Bizim ülkemizde Avrupa dendiği zaman akla hemen medeniyet gelir, eğitim gelir, modernlik, mutluluk gelir.
Avrupa’nın pek çok konuda Türkiye’den daha farklı, daha sistematik bir yapıya sahip olduğunu inkar edemeyiz.
Oysa hiç bir şey göründüğü gibi değildir..
Komsu komsunun tavuğunu kaz, gelinini kız sanır misali...
Cennet ülkenin güneşinin, havasının, hiç bir değerle satın alınamayacağını bir türlü anlamayız nedense..
Gözümüz hep yükseklerdedir, ya da başkalarını hep kendimizden daha mutlu sanırız.
Halbuki “Rüzgar esmezse, toprak yağmur sonrası burcu burcu kokmazsa...
Güneş tepene geçmezse ne manası var baharın yazın”
Öğrencilerimizdeki sınav streslerinin yoğun olduğu bu dönemlerde bir de memleket meseleleri iyice morallerini bozdu insanların.
Birbirine kırılan kırılana, küfür eden edene.
Oysa herkes saygı kavramının ne anlama geldiğini önce bir öğrense..
Mitingler, yürüyüşler hepimizin hakki, ama sözlü ya da bedensel şiddete gerek duyanların hangi zihniyete sahip olduğunu anlamakta zorluk çekmekteyim..
Kişiler hangi görüşte olurlarsa olsunlar, inançları ya da siyasi partileri sadece onları bağlar.

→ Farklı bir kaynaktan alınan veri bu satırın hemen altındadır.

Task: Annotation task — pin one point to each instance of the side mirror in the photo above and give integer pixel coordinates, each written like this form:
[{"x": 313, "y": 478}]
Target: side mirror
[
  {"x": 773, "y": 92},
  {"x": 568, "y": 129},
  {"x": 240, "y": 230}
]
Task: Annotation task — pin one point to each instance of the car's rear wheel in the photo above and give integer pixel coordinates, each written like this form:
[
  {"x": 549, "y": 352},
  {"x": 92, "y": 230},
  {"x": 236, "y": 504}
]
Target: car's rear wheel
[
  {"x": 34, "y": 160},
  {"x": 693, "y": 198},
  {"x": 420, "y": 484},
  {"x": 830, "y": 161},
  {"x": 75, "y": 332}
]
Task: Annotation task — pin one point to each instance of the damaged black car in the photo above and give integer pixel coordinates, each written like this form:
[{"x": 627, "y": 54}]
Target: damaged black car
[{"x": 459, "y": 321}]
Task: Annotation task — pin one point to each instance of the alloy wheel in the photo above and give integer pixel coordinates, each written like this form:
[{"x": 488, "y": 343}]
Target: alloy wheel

Güzel yüreğin sağı solu, arkası onu olmaz...
Yeter ki insan insan olsun, adam gibi adam olsun.
Hiç kimse başkasını kendisiyle ayni görüşe katılması için zorlayamaz ki.

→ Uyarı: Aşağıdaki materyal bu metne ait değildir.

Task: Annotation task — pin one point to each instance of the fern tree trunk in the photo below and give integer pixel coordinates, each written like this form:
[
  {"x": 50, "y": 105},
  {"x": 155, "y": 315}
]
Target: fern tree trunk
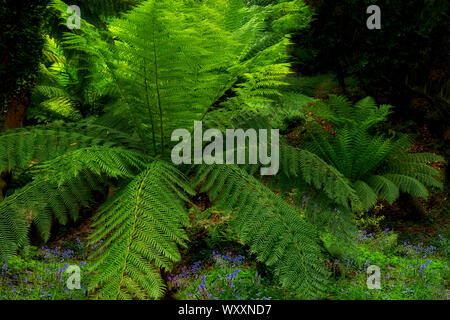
[
  {"x": 413, "y": 208},
  {"x": 20, "y": 54}
]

Sonuçta “demokrasi” kelimesinin yine hiç de iyi anlaşılmadığı bir kez daha görülmekte.
Ufukta secimler var..
Hem Türkiye’de, hem de Belçika’da..
Umarım herkes için her şeyin en hayırlısı olur..
Yine söylemeden geçemeyeceğim, hayat hiç kimseye öyle toz pembe değil..
Hele de Avrupa’da yasamak hiç de o kadar kolay değil.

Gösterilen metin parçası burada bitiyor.